Hawaii quarter poised for official launch
By HERBERT A. SAMPLE
Associated Press
Numismatics young and old will be able to complete their collections of state commemorative quarters as the U.S. Mint holds a ceremonial launch of the Hawai'i quarter.
The Hawai'i quarter is the last of the 50 state quarters to be released during the decade-old program because Hawai'i was the final state to join the union.
As with all quarters, the face of the Hawai'i quarters will feature a profile of George Washington. But the rear displays King Kamehameha I and the eight Hawaiian Islands.
It also includes the state motto in Hawaiian, which translates into English as "The life of the land is perpetuated in righteousness."
"Coins are just more than a medium of economic exchange," Ed Moy, director of the U.S. Mint, said in an interview here. The 50-state quarter program has "turned out to be a geography lesson as well as a state history lesson.
"All our research has shown that this has really educated a generation of American children" on those subjects, said Moy, who was in Honolulu for Monday's ceremonial launch.
Congress authorized the 50-state quarter program in 1999. Each state developed its own plan to identify a design for the back of its quarters.
In Hawai'i, a 36-member commission of community leaders and students reviewed 400 ideas and whittled them down to five finalists. The Mint then provided professional drawings.
An online poll was conducted in Hawai'i, and in April 2007, Gov. Linda Lingle announced her selection of the design entitled, "Hawaii, the Island State." That was the winner of the poll as well.
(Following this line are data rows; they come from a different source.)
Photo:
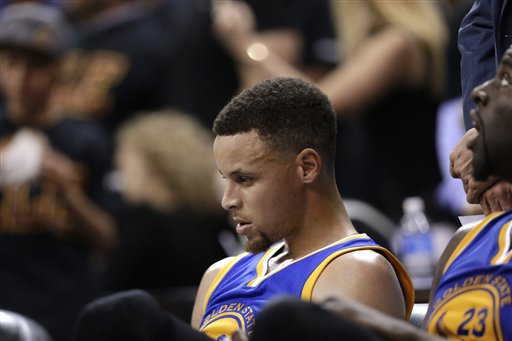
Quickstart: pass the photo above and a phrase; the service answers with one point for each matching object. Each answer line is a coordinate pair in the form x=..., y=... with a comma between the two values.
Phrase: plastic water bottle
x=415, y=246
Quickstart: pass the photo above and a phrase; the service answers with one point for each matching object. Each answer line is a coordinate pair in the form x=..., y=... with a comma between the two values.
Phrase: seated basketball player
x=471, y=293
x=275, y=149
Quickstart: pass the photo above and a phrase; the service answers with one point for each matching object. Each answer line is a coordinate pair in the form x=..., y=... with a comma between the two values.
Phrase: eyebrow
x=235, y=172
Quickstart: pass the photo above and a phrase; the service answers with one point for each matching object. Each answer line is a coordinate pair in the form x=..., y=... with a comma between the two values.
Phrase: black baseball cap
x=35, y=27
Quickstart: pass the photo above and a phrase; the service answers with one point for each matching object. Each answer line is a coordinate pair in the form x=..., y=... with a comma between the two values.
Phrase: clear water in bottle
x=414, y=244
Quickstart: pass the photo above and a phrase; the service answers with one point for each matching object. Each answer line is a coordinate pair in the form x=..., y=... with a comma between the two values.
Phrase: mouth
x=242, y=225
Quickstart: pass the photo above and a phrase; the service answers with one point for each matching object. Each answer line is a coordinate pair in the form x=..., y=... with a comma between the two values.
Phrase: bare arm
x=388, y=327
x=362, y=276
x=206, y=281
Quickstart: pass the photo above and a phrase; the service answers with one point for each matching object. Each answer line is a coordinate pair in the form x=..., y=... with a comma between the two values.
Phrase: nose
x=479, y=94
x=230, y=198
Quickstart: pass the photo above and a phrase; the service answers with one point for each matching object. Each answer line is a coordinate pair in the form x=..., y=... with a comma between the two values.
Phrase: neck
x=325, y=222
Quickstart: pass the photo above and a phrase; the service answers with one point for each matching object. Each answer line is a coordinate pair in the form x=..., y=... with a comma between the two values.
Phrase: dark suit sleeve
x=478, y=56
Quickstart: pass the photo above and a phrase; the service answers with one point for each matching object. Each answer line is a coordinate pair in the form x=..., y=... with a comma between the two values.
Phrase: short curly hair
x=288, y=114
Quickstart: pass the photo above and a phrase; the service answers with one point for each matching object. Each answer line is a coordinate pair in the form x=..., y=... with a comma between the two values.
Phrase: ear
x=310, y=164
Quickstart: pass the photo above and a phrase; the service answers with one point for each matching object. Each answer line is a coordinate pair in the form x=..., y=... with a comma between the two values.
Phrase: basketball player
x=275, y=149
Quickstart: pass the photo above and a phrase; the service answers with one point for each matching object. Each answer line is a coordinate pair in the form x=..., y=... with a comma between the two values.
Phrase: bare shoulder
x=363, y=276
x=206, y=281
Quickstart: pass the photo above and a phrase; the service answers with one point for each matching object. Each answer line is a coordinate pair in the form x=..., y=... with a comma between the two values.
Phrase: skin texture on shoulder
x=354, y=275
x=492, y=118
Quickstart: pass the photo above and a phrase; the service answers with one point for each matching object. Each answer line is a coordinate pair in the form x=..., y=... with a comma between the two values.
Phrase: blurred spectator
x=170, y=237
x=51, y=193
x=300, y=31
x=390, y=83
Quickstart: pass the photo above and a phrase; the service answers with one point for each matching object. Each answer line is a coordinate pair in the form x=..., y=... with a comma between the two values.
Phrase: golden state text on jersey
x=244, y=286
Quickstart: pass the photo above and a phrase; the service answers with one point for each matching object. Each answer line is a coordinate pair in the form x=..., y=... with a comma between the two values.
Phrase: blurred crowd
x=106, y=107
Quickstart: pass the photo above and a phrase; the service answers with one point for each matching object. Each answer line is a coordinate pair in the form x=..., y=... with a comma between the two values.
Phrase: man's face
x=492, y=117
x=26, y=81
x=263, y=190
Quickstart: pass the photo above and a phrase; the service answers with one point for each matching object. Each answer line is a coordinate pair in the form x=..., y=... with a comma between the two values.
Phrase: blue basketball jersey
x=473, y=299
x=242, y=287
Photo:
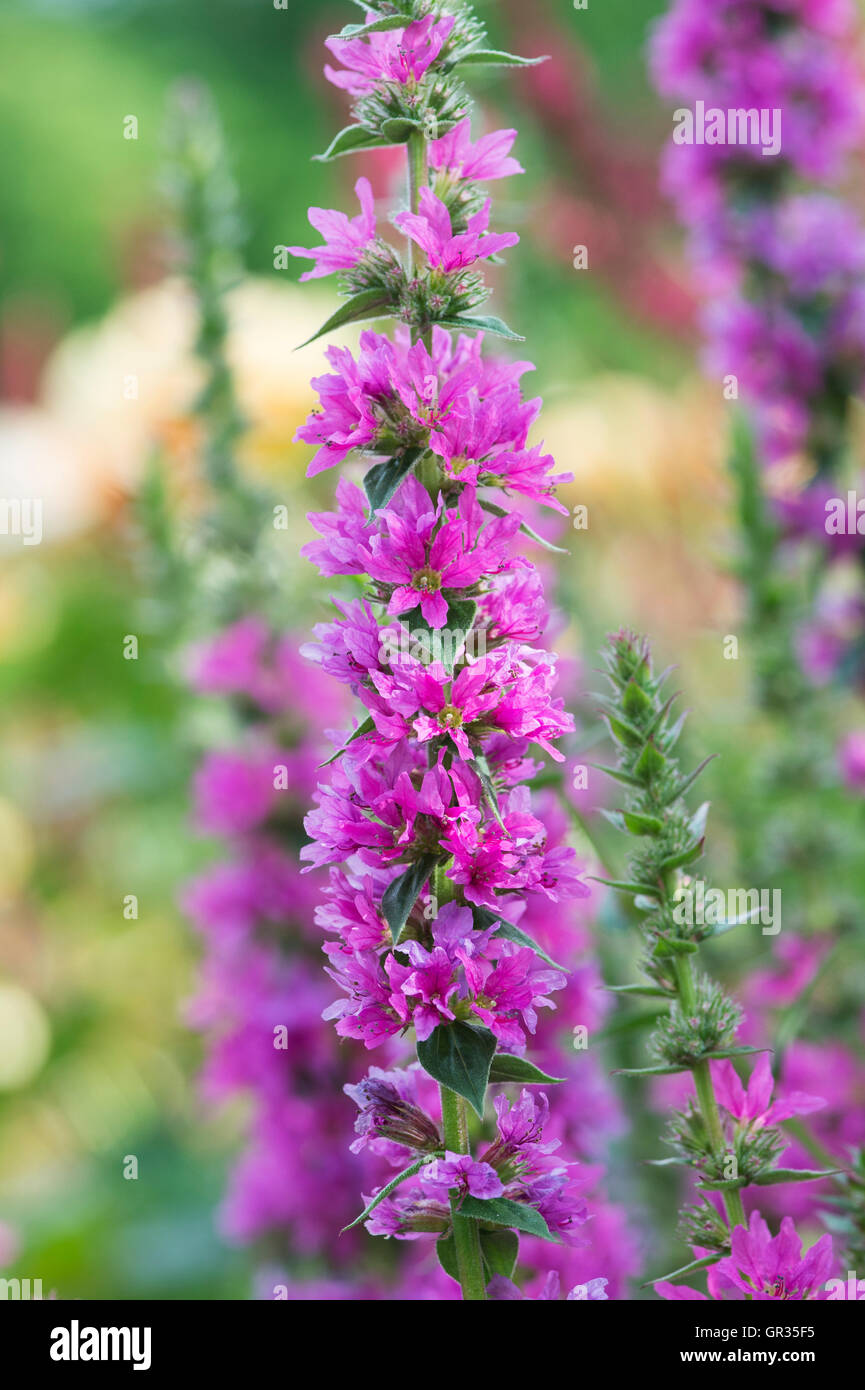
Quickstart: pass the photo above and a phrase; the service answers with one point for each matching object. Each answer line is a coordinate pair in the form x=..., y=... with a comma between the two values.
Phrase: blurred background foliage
x=95, y=1061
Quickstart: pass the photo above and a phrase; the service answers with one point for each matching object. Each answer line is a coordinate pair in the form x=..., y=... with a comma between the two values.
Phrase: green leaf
x=721, y=929
x=684, y=1271
x=502, y=1211
x=689, y=781
x=684, y=856
x=526, y=530
x=648, y=888
x=793, y=1175
x=650, y=763
x=370, y=303
x=481, y=767
x=362, y=729
x=634, y=701
x=618, y=774
x=380, y=481
x=399, y=128
x=734, y=1051
x=445, y=1248
x=359, y=31
x=401, y=895
x=459, y=1057
x=499, y=1250
x=640, y=824
x=349, y=141
x=623, y=731
x=385, y=1191
x=506, y=1068
x=497, y=59
x=650, y=1070
x=484, y=324
x=629, y=1023
x=461, y=615
x=484, y=918
x=651, y=990
x=673, y=945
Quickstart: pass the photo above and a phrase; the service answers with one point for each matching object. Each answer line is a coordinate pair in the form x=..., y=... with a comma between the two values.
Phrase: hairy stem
x=466, y=1232
x=705, y=1090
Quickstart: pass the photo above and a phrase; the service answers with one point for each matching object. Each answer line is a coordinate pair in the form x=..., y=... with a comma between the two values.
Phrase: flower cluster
x=435, y=849
x=518, y=1165
x=728, y=1133
x=783, y=264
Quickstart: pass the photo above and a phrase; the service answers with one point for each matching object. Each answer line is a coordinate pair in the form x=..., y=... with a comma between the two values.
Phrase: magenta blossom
x=501, y=1289
x=764, y=1266
x=399, y=56
x=463, y=1173
x=851, y=758
x=420, y=553
x=433, y=232
x=345, y=239
x=486, y=159
x=753, y=1107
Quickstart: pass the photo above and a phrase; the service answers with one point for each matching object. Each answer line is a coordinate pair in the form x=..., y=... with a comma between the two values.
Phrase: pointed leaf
x=501, y=1250
x=648, y=888
x=618, y=774
x=506, y=1068
x=684, y=856
x=359, y=31
x=640, y=824
x=385, y=1191
x=401, y=895
x=370, y=303
x=652, y=990
x=399, y=128
x=497, y=59
x=459, y=1057
x=684, y=1271
x=689, y=781
x=445, y=1248
x=349, y=141
x=483, y=324
x=369, y=724
x=502, y=1211
x=380, y=481
x=793, y=1175
x=524, y=530
x=651, y=1070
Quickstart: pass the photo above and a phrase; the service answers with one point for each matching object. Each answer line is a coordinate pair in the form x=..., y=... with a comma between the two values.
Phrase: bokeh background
x=96, y=1061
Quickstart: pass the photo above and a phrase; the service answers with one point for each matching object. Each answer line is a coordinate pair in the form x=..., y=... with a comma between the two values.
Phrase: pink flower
x=851, y=758
x=753, y=1107
x=395, y=56
x=345, y=239
x=433, y=232
x=487, y=159
x=463, y=1173
x=764, y=1268
x=420, y=555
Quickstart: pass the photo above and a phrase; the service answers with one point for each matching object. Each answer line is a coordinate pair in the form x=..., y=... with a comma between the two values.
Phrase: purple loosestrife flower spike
x=434, y=848
x=737, y=1148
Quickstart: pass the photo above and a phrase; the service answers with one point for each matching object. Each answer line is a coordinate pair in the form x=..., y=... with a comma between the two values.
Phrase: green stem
x=417, y=177
x=705, y=1090
x=466, y=1232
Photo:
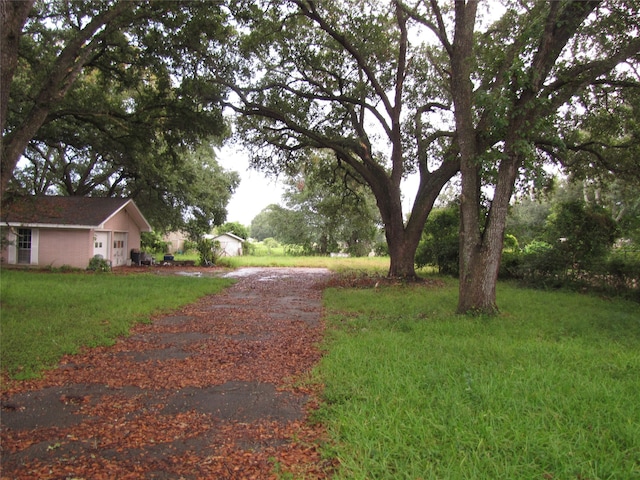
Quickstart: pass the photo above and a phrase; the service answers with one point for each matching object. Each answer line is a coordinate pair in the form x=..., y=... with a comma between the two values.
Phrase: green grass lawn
x=550, y=389
x=46, y=315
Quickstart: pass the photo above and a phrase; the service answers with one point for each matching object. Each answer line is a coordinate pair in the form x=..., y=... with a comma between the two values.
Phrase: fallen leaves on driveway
x=211, y=391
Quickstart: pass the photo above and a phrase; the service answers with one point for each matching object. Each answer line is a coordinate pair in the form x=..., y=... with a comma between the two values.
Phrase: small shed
x=230, y=244
x=55, y=231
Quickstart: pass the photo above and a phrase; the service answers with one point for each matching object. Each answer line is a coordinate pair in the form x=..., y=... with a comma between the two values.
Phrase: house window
x=24, y=245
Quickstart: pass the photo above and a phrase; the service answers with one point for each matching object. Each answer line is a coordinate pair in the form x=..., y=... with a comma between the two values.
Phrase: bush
x=209, y=251
x=99, y=264
x=152, y=242
x=440, y=244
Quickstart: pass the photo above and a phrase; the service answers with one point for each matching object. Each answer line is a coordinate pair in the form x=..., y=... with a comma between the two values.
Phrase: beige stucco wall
x=122, y=222
x=58, y=247
x=75, y=247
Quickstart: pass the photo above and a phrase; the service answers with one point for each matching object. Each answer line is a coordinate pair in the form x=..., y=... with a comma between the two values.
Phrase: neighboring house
x=175, y=241
x=230, y=244
x=55, y=231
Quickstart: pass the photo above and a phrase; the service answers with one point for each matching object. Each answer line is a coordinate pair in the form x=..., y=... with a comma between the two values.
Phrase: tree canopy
x=345, y=76
x=117, y=99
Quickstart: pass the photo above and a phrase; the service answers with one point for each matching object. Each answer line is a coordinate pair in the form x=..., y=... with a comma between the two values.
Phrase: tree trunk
x=481, y=252
x=402, y=253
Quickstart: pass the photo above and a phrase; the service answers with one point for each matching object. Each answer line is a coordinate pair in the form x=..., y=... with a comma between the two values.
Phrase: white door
x=101, y=244
x=119, y=249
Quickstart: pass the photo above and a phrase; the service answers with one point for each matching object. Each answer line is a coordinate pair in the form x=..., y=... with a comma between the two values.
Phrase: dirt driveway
x=213, y=391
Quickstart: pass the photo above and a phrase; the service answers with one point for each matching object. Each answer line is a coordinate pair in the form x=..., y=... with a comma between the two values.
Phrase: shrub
x=209, y=251
x=99, y=264
x=440, y=244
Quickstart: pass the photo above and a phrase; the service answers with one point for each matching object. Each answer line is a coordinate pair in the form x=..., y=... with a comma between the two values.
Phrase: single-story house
x=55, y=231
x=230, y=244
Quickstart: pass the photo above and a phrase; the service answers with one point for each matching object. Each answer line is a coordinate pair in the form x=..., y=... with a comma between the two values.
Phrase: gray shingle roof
x=53, y=210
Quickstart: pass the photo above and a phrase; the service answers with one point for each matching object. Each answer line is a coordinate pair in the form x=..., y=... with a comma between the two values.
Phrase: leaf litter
x=210, y=391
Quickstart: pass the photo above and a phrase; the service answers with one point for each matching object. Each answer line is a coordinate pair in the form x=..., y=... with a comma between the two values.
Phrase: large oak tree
x=114, y=98
x=345, y=76
x=509, y=85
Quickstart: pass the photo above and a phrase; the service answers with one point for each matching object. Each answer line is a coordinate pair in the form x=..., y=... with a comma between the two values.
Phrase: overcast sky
x=255, y=192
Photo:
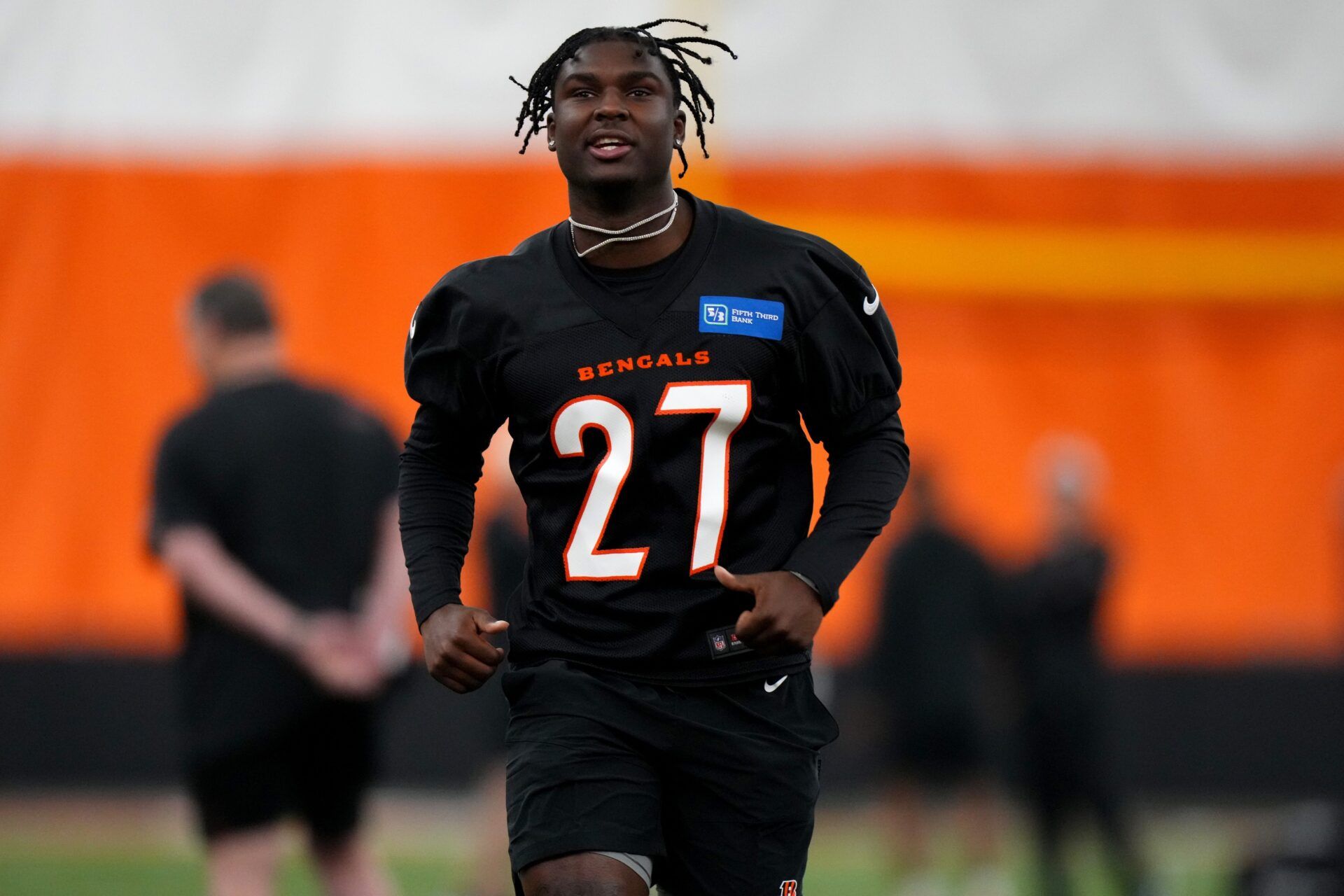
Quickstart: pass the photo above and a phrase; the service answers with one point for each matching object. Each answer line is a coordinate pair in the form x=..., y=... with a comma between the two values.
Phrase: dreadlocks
x=673, y=52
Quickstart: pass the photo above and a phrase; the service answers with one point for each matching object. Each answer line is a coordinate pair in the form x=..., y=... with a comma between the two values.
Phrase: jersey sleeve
x=181, y=492
x=850, y=382
x=449, y=372
x=847, y=360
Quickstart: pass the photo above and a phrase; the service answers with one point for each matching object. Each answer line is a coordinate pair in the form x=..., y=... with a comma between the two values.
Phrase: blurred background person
x=1066, y=708
x=273, y=507
x=936, y=650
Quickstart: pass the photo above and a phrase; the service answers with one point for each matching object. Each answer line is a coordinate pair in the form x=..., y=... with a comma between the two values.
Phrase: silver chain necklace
x=616, y=235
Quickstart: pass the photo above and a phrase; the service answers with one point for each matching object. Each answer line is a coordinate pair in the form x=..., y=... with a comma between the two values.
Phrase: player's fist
x=787, y=613
x=457, y=648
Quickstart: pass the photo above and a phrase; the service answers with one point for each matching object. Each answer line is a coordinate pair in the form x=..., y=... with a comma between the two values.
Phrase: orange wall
x=1187, y=321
A total of about 34 billion of the special quarters will have been minted when the program ends next month, including 520 million Hawai'i quarters. Estimates are that about half of them will have been stored away by collectors.
Moy said the state quarter program has not only been an educational tool — some 3 million lesson plans have been downloaded from the Mint's Web site — but a gold mine of profits as well.
While banks that order the quarters pay face value for them, the Mint has spent between 7 to 15 cents to make each one. Last year, for example, the Mint returned $825 million in profit to the Treasury, and $6 billion over the program's life, Moy said.
The Hawai'i quarters entered circulation last Monday but it will take days or weeks before they become widely distributed around the state.
The Mint and several companies offer collecting kits of varying costs.
Congress found the 50-state program to be so popular and profitable, it authorized a new round of quarters for the District of Columbia and five U.S. territories — Puerto Rico, the U.S. Virgin Islands, Guam, American Samoa and the Northern Mariana Islands. Those will be released next year.
Some collectors have been lucky enough to find quarters that included flaws.
"Some of the Wisconsin state quarters made in 2004 have an extra leaf on the cornstalk on the tail's side, and those are selling for over $100 each now," David L. Ganz, a New York City attorney and former president of the American Numismatic Association, said in a press release.
He noted that other state quarters that were mistakenly struck on the wrong metal blanks have sold for $1,000 or more. Becky Bailey, a spokeswoman for the Mint, said no flaws have been discovered in the Hawai'i quarters.
"Still, the program has become an international hit. While he is in Hawai'i, Moy is being shadowed by two officials of the Japanese Mint who are studying the U.S. program. The Japanese Mint now offers a special collectable coin for each of its 47 prefectures that commemorates the 60th anniversary of the country's establishment of local government jurisdictions.
The U.S. Mint is holding a public forum on currency and coinage issues Sunday afternoon at Iolani Palace. The Hawai'i coins will be available for purchase at the Mint's ceremony the next day in downtown Honolulu.